While your pasta and green beans are cooking, add a tablespoon of olive oil into a frying pan and add in the green onions and mushrooms. Here I added a little oregano and black pepper for taste. cook until the mushrooms shrink in size some, still hold their shape, but are softer when bitten into. They will also change in color to a darker brown. Add in the tomatoes and cook until they are heated, about 5 minutes. They will start bursting in their little shells if left in too long.

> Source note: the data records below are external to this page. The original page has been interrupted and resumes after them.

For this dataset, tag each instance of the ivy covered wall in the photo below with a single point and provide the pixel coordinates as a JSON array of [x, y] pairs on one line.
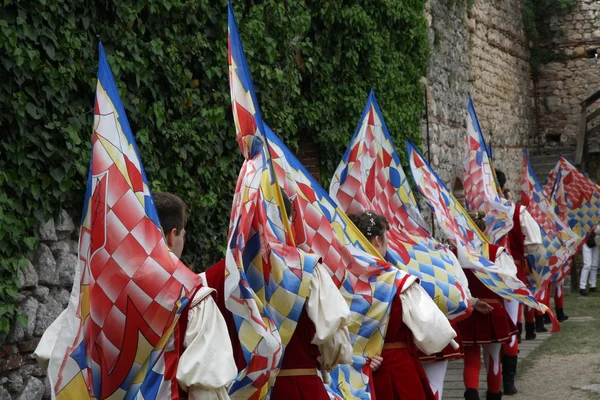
[[313, 63]]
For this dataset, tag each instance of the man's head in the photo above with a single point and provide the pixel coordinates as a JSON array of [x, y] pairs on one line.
[[172, 214], [286, 203], [501, 178]]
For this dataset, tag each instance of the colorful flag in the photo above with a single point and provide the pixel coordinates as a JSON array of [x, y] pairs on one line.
[[268, 264], [129, 289], [575, 197], [267, 277], [482, 192], [551, 259], [472, 245], [319, 225], [370, 178]]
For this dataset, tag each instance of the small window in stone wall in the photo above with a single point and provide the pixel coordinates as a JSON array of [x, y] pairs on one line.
[[458, 190], [553, 138]]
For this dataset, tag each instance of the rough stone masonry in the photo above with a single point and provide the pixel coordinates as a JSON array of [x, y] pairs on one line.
[[45, 287]]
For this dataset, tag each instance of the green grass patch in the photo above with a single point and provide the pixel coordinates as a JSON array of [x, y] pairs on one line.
[[575, 336]]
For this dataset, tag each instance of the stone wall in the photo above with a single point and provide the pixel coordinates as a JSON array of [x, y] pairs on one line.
[[45, 286], [481, 52], [562, 85]]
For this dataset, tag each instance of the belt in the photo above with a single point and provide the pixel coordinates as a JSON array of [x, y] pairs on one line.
[[492, 301], [297, 372], [395, 345]]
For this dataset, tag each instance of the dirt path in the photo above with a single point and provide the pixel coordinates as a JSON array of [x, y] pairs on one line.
[[553, 377]]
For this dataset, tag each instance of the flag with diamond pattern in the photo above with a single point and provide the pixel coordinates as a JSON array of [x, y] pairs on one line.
[[129, 289], [472, 245], [481, 188], [370, 178]]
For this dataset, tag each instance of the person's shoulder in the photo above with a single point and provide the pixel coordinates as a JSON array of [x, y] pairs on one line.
[[215, 272], [202, 294]]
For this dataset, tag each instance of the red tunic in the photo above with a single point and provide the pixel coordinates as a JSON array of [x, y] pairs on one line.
[[516, 245], [172, 357], [401, 375], [479, 328], [215, 278], [300, 354]]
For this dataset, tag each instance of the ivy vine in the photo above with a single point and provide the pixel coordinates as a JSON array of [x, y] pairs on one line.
[[536, 18], [313, 63]]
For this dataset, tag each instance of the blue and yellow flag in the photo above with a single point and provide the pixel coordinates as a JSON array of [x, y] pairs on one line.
[[117, 339], [267, 278], [472, 245], [482, 192], [551, 260], [575, 197], [370, 283], [370, 178]]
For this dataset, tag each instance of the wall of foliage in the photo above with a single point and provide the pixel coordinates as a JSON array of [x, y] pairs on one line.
[[313, 63]]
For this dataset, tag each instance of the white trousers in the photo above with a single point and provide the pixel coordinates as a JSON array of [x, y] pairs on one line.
[[436, 372], [590, 266]]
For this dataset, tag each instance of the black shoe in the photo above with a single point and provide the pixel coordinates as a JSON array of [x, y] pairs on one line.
[[493, 396], [509, 370], [547, 319], [560, 315], [530, 331], [471, 394], [539, 324]]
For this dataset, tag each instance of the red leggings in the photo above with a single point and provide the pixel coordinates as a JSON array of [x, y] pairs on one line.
[[511, 348], [492, 356], [559, 298]]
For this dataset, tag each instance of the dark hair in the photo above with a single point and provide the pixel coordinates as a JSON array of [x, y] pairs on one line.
[[479, 220], [171, 211], [501, 178], [370, 224], [286, 203]]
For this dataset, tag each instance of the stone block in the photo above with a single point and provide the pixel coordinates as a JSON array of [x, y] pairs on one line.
[[27, 276], [28, 346], [66, 264], [15, 382], [64, 225], [58, 248], [47, 313], [18, 332], [579, 51], [45, 265], [11, 362], [47, 231], [61, 295], [73, 247], [40, 293], [34, 390]]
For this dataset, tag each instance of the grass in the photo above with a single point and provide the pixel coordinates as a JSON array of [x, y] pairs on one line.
[[575, 337]]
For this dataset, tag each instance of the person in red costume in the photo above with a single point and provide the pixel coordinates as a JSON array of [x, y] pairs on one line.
[[522, 239], [320, 342], [436, 365], [414, 323], [486, 330]]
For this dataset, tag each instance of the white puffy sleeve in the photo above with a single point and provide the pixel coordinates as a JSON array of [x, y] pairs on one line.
[[44, 349], [460, 275], [505, 262], [430, 328], [206, 366], [531, 230], [328, 310]]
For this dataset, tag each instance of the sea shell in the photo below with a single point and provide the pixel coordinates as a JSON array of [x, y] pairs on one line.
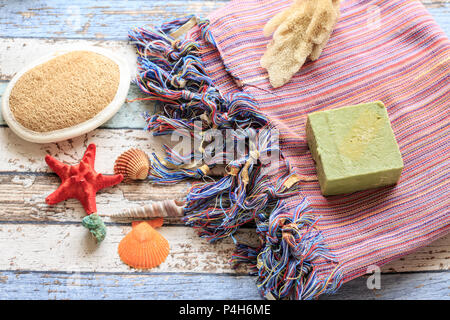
[[162, 209], [143, 247], [133, 164]]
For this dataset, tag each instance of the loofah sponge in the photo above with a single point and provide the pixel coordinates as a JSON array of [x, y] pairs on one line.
[[299, 32], [65, 91]]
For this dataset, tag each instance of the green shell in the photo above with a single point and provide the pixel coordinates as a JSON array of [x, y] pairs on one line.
[[95, 225]]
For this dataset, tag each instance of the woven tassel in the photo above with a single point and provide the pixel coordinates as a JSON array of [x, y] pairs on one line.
[[171, 71], [292, 248]]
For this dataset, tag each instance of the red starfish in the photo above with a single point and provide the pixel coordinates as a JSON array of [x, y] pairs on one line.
[[80, 181]]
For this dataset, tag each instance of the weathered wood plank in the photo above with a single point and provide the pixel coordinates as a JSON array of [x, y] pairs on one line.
[[113, 19], [75, 285], [17, 53], [85, 19], [22, 198], [70, 247], [22, 156], [28, 246]]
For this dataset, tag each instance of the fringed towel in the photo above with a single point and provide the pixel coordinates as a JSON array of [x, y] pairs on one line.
[[387, 50]]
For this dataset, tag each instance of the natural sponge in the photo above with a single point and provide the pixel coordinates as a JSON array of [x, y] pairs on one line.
[[299, 32], [64, 91]]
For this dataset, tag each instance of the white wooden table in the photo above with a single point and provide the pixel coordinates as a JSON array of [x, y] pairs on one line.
[[45, 253]]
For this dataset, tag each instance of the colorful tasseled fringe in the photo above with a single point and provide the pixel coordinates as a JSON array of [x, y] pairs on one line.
[[171, 71]]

Combine your drained pasta, green beans, sautéed mushrooms, green onions, and tomatoes in a large bowl. Top with red pepper flakes and parmesan cheese and stir until everything is coated and gooey from the cheese.
My favorite aspect of this pasta salad are the mini grape tomatoes which are very sweet and not as acidic as other tomatoes. They pop open in your mouth and ooze out their insides, but be careful as they hold in heat and burn your mouth. The parmesan adds the right amount of salty, meaty, protein while the oregano and red pepper flakes keep the dish from being to bland. You can also try mozzarella or adding bacon. Serve with a fresh loaf of french bread and some olive oil mixed with parmesan cheese, black pepper, and balsamic vinaigrette.